I’m hyper aware of the little kids and parents I observe. At the Princeton Junction train station, the parent of a two-year-old asked him or her “how she/he felt about that.” “Happy,” the kid answered. I think they were talking about eating chips. With feeling words, I guess you have to start somewhere. I hope someday, many days, you tell me you are happy.
Then on our corner, a little boy named Jonah was terrified to cross the street. If a car was even on the street, he didn’t want to move. I found out later that before I had reached the corner, his mother had said hello to your father and then said, “Look, he has a stick like grandpa.” Of course, James being James did not correct her. I use correction sparingly myself, but he never uses it, thereby losing a lot of teaching moments. You will know it’s a cane. Anyway, Jonah’s mother asked him why he was scared to cross the street when he hadn’t been scared before, and he said he needed to get bigger. I pictured us there, waiting for years on the street corner while Jonah grew up. I would have my baby right behind him, the seasons would turn and turn, sort of like the movies, and you, too, would wait for Jonah to get big enough to stop fearing the cars. Jonah’s mother told him he was just fine the way he was, and he was almost four. Finally she urged him across, saying, “There’s a plane in the sky, but there are no cars.” When we crossed the street, the mother asked Jonah, without asking me first, whether he wanted to pet the dog. “He’s a special dog,” she explained. “He has really good eyes and helps the woman, because she can’t see very well.”

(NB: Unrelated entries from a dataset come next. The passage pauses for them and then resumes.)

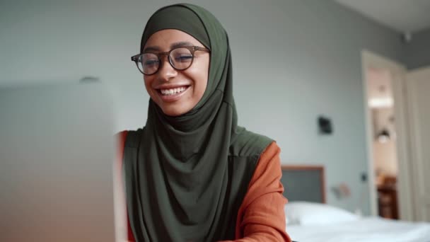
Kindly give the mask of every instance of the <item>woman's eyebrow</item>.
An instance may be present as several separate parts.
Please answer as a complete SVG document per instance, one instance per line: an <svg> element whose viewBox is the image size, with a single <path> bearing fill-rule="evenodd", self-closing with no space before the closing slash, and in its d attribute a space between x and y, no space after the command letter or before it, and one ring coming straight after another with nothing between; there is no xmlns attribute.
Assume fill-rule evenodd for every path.
<svg viewBox="0 0 430 242"><path fill-rule="evenodd" d="M144 53L146 53L149 51L160 51L160 47L158 46L150 46L147 47L144 50Z"/></svg>
<svg viewBox="0 0 430 242"><path fill-rule="evenodd" d="M170 45L170 48L171 49L175 49L175 48L178 48L180 47L182 47L182 46L192 46L194 45L192 45L192 43L190 42L186 42L186 41L181 41L181 42L174 42L172 45ZM147 52L152 52L152 51L155 51L155 52L160 52L161 51L161 48L158 46L149 46L146 47L144 50L144 53Z"/></svg>

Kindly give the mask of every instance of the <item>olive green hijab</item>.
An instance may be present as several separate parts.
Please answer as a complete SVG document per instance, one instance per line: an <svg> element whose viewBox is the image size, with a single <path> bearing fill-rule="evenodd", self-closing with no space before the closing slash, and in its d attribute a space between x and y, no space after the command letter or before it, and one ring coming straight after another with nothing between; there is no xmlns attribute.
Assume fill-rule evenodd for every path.
<svg viewBox="0 0 430 242"><path fill-rule="evenodd" d="M190 112L167 116L150 100L146 126L129 132L124 171L133 234L138 241L233 239L238 209L272 140L237 126L228 39L215 17L191 4L162 8L146 24L141 53L163 29L211 50L209 79Z"/></svg>

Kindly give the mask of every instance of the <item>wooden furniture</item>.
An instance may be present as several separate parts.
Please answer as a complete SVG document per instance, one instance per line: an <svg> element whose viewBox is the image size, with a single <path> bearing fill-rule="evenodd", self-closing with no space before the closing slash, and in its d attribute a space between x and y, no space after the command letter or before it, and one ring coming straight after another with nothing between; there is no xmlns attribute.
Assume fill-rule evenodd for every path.
<svg viewBox="0 0 430 242"><path fill-rule="evenodd" d="M399 219L396 179L388 177L378 185L379 216L392 219Z"/></svg>
<svg viewBox="0 0 430 242"><path fill-rule="evenodd" d="M325 203L325 178L322 166L281 166L284 195L289 201Z"/></svg>

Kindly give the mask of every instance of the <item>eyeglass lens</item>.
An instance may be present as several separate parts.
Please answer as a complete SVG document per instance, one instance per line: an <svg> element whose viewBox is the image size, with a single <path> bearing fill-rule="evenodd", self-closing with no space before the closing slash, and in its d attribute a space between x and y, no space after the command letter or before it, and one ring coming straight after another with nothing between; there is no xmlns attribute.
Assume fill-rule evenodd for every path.
<svg viewBox="0 0 430 242"><path fill-rule="evenodd" d="M187 48L177 48L170 52L169 62L173 68L182 70L190 67L192 62L192 54ZM156 73L160 67L161 58L157 54L145 53L141 54L137 62L140 70L145 74Z"/></svg>

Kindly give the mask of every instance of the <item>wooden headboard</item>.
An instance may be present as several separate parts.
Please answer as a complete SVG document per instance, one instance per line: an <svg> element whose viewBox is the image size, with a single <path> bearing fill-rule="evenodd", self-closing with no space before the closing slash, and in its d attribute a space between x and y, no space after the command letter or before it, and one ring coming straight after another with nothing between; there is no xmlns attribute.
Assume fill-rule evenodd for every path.
<svg viewBox="0 0 430 242"><path fill-rule="evenodd" d="M325 203L325 178L322 166L281 166L284 196L289 201Z"/></svg>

I know that visual impairment, not blindness, is the default assumption and explanation, and I have to smother my impulse to think people are sugar-coating every time they say I’m visually impaired. After all, she really had no idea. But wouldn’t it have been easier to tell the kid my eyes are broken?
Predictably, given his earlier fears, Jonah did not want to touch the dog. So we just said good-bye and walked our separate ways.